Unfollow
Earthboi n’est pas un garçon comme les autres. Il est né de la Nature et porte en lui la mémoire de la Terre, depuis ses origines. Observant de nos jours comment les hommes ont saigné la planète et gaspillé ses ressources, il va fuir la société pour vivre en ermite dans la forêt. Mais connecté aux humains et à leurs habitudes, il va documenter sur les réseaux sociaux son quotidien et peu à peu prêcher une parole inédite et salutaire. Et séduire des hordes de suiveurs. Mais cela n’est que le premier chapitre d’un plan, immense, global, vertigineux, pour tenter de sauver un monde.

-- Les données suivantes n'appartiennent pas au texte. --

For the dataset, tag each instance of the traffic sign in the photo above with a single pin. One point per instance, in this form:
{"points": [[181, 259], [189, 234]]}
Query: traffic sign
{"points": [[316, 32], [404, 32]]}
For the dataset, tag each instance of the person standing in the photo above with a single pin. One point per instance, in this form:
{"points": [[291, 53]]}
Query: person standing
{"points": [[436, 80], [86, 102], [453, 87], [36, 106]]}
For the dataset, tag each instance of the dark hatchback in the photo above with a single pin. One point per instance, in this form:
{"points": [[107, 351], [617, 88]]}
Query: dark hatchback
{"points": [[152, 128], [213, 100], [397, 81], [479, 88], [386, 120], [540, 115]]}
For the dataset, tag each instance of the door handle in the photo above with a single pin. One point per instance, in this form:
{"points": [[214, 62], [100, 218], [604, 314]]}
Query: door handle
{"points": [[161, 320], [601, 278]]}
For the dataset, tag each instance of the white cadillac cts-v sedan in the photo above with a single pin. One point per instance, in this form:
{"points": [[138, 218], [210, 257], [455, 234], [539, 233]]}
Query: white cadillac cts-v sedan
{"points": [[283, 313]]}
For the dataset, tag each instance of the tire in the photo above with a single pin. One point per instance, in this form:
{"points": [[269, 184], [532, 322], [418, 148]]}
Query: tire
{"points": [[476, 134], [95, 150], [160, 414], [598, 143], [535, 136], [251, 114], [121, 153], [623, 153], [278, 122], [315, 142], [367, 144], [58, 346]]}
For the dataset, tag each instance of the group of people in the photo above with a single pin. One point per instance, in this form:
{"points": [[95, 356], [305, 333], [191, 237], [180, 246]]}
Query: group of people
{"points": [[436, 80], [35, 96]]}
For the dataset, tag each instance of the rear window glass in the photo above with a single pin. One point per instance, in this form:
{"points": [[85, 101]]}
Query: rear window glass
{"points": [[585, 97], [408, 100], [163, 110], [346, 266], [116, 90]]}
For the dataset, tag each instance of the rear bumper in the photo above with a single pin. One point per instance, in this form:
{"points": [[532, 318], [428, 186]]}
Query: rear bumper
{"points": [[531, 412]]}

Découvert avec Vacuum, l’auteur allemand Lukas Jüliger imagine ici un récit d’anticipation autour de l’effondrement de l’espèce humaine, mais en prenant le parti original d’en imaginer une solution à travers une sorte de messie hippie connecté, qui profite de ses connaissances innées, de son charisme et de la puissance des algorithmes pour tenter de sauver ce qui peut encore l’être. Mais évidemment, une application de méditation et un smoothie de champignons ne suffiront pas, car l’imprévisible et les pulsions sont dans la nature humaine, et dictent en bonne partie le grand récit de la vie terrestre. Au niveau du scénario, donc, rien à redire, le propos est original et ambitieux, bien mené. Côté dessin, le crayon de l’auteur se veut sobre, entre ligne fluide, hachures discrètes et ombres à peine vaporeuses, le tout souligné de roses et bleus nuancés. L’équilibre est efficace, mais c’est au niveau de la narration que le bât blesse par moments. Car le parti pris de Lukas Jüliger est celui d’un récit en voix off totale, c’est-à-dire sans dialogue ni son extérieur. Un récitatif pas désagréable, mais qui fait trop pencher le livre vers l’album illustré plus que vers la BD. Surtout, ce choix engendre une prose lancinante, voire ronronnante, qui fait un peu décrocher de l’histoire. Trop de distance entraîne souvent une forme de désincarnation, et c’est le cas ici. Dès lors, la chute violente n’en paraît que plus artificielle et gratuite.
Dommage : on aurait préféré aimer Unfollow inconditionnellement, on ne fera qu’en garder le souvenir d’une idée fascinante qui n’a pas été transformée jusqu’au bout.